In the second part, "Sailing To the Present," Elric is no longer on the Dark Ship with its mixed-hireling swords (and its blind, wise "Captain").

Elric now travels with the amiable and battle-ready Smiorgan Baldhead, "once a sea-lord of the Purple Towns." While pillaging a coast-wrecked ship, the Count and the albino emperor uncover a half-Melnibéan, half-human woman (Vasslis of Jharkor) who is fleeing a deluded ancient Melnibéan earl, the legendary Saxif D'Aan, who believes Vasslis to be his storied "stolen" lover ("Graytesha, Princess of Fwem-Omeyo"). Included in this supernatural plot-stew is Prince Carolak, an also-legendary ghost-being, a royal whom the real Graytesha loved while she lived.

Having taken on Vasslis' protection as their cause, Baldhead and Elric engage in a (reluctant, on their part) galleon battle with D'Aan, near the red-lit, ship-crushing Crimson Gate -- a portal that can take Baldhead and Elric back to their realm-world, away from the Unmapped Kingdom.

This part ends on a semi-cliffhanger note, leading into "Sailing To the Past," where . .

. . . rescued by "Avan Astran of Old Hrolmar" -- a duke, "an adventurer -- explorer -- trader" -- Elric and Baldhead join Astran in his cross-the-Young-Kingdom quest to find R'lin K'ren A'a, the mythical jungle city from which Elric's ancestors first came.

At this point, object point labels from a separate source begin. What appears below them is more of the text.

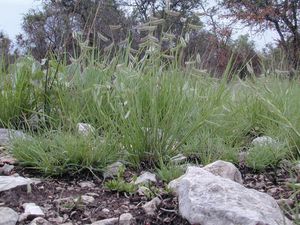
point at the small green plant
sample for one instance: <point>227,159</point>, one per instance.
<point>170,172</point>
<point>119,184</point>
<point>59,153</point>
<point>261,157</point>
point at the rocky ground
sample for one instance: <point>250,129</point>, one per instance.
<point>85,200</point>
<point>27,198</point>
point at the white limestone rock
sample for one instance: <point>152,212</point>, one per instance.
<point>225,170</point>
<point>207,199</point>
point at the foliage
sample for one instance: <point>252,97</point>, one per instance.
<point>261,157</point>
<point>282,16</point>
<point>170,172</point>
<point>59,153</point>
<point>119,184</point>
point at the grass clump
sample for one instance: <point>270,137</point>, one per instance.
<point>261,157</point>
<point>59,153</point>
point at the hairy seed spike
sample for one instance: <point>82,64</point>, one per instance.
<point>168,56</point>
<point>169,35</point>
<point>102,37</point>
<point>115,27</point>
<point>194,27</point>
<point>172,13</point>
<point>147,28</point>
<point>134,51</point>
<point>157,22</point>
<point>109,47</point>
<point>189,63</point>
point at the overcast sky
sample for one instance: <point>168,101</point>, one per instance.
<point>12,11</point>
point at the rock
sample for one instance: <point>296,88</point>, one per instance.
<point>6,135</point>
<point>10,182</point>
<point>207,199</point>
<point>86,184</point>
<point>151,207</point>
<point>87,199</point>
<point>8,216</point>
<point>180,158</point>
<point>40,221</point>
<point>31,210</point>
<point>112,170</point>
<point>146,177</point>
<point>85,129</point>
<point>225,170</point>
<point>263,141</point>
<point>126,219</point>
<point>6,169</point>
<point>111,221</point>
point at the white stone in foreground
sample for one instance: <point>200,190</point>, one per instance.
<point>207,199</point>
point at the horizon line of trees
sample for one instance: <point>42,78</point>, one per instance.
<point>101,23</point>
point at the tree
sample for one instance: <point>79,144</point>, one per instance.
<point>52,29</point>
<point>281,15</point>
<point>6,54</point>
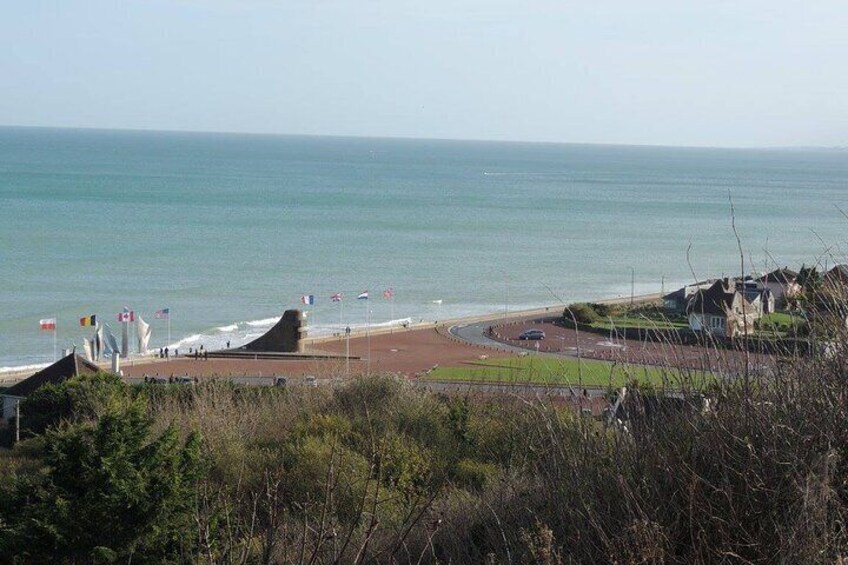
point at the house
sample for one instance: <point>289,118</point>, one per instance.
<point>60,371</point>
<point>758,295</point>
<point>783,284</point>
<point>675,302</point>
<point>721,310</point>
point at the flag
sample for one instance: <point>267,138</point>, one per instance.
<point>88,320</point>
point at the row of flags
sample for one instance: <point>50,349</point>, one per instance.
<point>126,315</point>
<point>388,294</point>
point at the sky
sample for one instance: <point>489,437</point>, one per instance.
<point>736,73</point>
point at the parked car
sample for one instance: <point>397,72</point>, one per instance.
<point>532,334</point>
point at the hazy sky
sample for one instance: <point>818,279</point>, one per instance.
<point>676,72</point>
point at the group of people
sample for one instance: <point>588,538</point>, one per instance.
<point>199,353</point>
<point>171,380</point>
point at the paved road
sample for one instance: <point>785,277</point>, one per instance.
<point>476,334</point>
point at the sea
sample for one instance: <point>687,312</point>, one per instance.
<point>228,230</point>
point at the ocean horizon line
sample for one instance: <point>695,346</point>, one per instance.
<point>363,137</point>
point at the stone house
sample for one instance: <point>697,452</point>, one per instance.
<point>721,310</point>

Along the way, on a river near their destination, they are attacked by the Olab, "club-wielding. . . essentially [hissing] reptilian [beings] but with feathery crests and neck wattles, though their faces were almost human. . . Their forelegs were like the arms and hands of men, but their hindlegs were incredibly long and storklike."

Once in R'lin K'ren A'a, they encounter the ten-thousand-year-old Creature Doomed to Live (who may or may not be the naked, possibly-leprous J'osui C'reln Reyr), as well as the Jade Man, a stories-tall statue who guards "the place where the High Ones [the Melnibéans] meet."


Like its source novel, Elric Melniboné, the adventures in Sailor  are word-lean, with their effectively-sketched and -built-upon characters, their surrealistic and distinctive supernatural elements and beings and their epic tone. What sets Sailor apart from Elric (besides its section-fractured tales) is that the pale emperor's travels are increasingly colored by his deal with his patron demon Arioch (whose curious links to the Jade Man deepen the backstory) and the fact that Elric is learning more about the personality of his soul-stealing sword, Stormbringer.

This is an excellent, hard-to-put down read, one worth owning. Followed by The Weird of the White Wolf.